Monday

I thought I had lost you. Until I lost you.

The thing I'll remember most, big guy, is how good you looked the day we found you.

You weren't skinny and you didn't even look beat up. No scratches on your nose. No scars or trauma of any kind. Nothing physical, anyhow. You just sat there with your thick orange coat and your paws tucked under you. Watching with the weary eyes of a cornered criminal. Nothing except the realization, maybe, that the jig was up. Your vacation was done. Your days on the streets were suddenly numbered - thirty six to be exact - on this improbable and dreary Saturday afternoon. That's what had you whining, I bet. The unassuming end of it all. Time, place and coincidence all lost on you. That's what had you whining and crying and racing for the staircase. Running for the exits. Looking fr an extension. You were just fine where you were, weren't you?

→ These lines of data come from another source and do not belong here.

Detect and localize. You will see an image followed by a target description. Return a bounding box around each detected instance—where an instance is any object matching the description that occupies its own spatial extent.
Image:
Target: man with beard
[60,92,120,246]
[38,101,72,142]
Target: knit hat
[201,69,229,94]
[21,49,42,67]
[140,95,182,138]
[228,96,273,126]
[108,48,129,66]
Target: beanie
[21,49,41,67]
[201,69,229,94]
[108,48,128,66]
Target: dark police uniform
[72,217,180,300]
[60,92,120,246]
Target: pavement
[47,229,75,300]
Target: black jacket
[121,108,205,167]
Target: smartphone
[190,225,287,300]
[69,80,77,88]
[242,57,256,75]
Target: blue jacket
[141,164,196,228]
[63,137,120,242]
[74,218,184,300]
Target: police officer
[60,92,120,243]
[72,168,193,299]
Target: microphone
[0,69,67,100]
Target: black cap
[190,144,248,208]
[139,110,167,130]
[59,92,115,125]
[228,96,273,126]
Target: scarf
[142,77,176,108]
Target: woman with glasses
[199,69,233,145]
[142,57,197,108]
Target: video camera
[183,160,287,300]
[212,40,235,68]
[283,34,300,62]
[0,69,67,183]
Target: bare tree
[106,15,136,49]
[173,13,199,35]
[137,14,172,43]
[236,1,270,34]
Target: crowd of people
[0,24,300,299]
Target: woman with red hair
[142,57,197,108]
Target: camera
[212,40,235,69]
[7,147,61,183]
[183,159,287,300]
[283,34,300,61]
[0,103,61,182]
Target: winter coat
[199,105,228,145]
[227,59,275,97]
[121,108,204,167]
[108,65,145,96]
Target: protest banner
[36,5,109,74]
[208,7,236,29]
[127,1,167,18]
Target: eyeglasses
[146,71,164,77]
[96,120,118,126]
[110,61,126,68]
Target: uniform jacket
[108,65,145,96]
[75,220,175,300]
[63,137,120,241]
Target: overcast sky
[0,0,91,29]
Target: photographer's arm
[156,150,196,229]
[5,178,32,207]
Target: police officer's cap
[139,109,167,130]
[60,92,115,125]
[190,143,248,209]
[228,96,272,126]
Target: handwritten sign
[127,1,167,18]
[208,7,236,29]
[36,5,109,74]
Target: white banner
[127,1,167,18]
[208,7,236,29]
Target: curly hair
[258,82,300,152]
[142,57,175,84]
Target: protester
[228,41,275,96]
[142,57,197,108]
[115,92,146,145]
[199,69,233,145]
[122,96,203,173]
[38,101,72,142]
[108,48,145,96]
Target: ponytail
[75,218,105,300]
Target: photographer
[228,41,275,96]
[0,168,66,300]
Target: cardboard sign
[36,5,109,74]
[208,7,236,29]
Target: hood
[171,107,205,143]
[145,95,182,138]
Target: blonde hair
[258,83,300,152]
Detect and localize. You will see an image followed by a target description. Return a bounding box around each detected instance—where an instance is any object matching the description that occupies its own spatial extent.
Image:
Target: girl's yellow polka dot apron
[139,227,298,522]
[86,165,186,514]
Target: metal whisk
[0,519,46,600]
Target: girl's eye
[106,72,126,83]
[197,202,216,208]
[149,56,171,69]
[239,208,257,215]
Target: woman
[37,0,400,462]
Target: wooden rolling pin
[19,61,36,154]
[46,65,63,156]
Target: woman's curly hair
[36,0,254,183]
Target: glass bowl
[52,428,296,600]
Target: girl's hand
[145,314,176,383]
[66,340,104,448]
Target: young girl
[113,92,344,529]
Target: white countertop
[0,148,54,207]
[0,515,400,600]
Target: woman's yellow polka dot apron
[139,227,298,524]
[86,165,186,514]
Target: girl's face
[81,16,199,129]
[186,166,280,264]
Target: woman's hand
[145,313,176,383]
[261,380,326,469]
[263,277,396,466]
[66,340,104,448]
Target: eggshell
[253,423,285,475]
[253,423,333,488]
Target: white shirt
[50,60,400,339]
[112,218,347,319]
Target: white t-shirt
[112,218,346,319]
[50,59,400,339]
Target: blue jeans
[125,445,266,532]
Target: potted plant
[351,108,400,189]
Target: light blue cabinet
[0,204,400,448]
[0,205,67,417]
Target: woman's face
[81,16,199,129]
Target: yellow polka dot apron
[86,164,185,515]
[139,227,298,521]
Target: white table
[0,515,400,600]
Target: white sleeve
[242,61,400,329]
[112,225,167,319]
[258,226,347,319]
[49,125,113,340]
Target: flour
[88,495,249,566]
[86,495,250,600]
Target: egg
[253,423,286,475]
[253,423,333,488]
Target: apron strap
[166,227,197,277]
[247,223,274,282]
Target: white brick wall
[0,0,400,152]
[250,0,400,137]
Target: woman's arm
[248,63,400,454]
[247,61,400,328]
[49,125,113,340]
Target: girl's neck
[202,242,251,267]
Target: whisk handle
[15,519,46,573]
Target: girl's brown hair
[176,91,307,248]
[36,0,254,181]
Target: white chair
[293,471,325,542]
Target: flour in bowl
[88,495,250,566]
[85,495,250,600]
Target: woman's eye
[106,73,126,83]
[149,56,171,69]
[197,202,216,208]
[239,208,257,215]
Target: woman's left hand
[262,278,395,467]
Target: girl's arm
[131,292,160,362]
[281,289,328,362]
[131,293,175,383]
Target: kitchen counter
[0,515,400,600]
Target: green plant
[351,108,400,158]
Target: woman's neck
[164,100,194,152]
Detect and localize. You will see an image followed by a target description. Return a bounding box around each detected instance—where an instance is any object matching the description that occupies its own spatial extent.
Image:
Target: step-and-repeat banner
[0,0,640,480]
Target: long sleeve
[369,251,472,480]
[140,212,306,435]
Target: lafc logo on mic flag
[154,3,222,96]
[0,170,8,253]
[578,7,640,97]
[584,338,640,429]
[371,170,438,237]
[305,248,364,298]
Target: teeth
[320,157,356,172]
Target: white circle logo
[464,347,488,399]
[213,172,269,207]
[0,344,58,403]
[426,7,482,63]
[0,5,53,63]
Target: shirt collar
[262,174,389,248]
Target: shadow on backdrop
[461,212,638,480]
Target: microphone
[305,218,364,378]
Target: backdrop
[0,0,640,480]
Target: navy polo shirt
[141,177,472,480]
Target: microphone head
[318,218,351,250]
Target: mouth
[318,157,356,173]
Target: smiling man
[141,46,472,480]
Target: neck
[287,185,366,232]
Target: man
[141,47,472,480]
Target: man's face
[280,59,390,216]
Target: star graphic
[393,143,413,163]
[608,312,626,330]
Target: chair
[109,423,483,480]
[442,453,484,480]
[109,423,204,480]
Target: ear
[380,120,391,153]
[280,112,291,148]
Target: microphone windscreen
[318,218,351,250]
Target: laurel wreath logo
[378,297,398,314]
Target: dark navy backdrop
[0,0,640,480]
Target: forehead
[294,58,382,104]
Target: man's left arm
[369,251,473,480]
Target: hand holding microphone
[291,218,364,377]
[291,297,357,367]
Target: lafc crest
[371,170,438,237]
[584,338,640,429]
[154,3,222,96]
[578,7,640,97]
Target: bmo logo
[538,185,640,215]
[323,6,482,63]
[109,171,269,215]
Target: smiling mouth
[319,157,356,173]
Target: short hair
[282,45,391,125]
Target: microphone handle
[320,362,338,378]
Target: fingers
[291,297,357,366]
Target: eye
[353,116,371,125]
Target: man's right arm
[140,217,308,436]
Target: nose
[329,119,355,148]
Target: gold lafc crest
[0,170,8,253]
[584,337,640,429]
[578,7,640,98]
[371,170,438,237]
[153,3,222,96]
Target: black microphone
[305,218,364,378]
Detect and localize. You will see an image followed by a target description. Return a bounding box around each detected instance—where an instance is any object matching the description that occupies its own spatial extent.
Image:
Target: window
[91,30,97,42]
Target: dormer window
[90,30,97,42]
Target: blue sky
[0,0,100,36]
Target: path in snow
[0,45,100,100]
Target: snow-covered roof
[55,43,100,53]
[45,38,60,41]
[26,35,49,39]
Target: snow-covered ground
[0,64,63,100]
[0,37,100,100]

A stranger in a strange alley one kilometre in the wrong direction. Eating out of a stranger's hand. If it was up to you, you would have never come home. I know. I realized that when I called your name. And whistled my last whistle. And stared into the blankness of your eyes.

Turns out we have more in common than even I thought. Me and you and our terrible long-term memories, big guy. So easy to say goodbye.

Now we'll become a part of each other's fuzzy pasts, Pepsky. I'll forget you and you'll forget me. It's okay. Maybe we were already halfway there. I'm not gonna fight it. There's no consolation prize at the end of this life anyway. We just lose little pieces of ourselves along the way.

I'll see you in the eyes of a stranger in another life. We'll walk the alleys, me and you.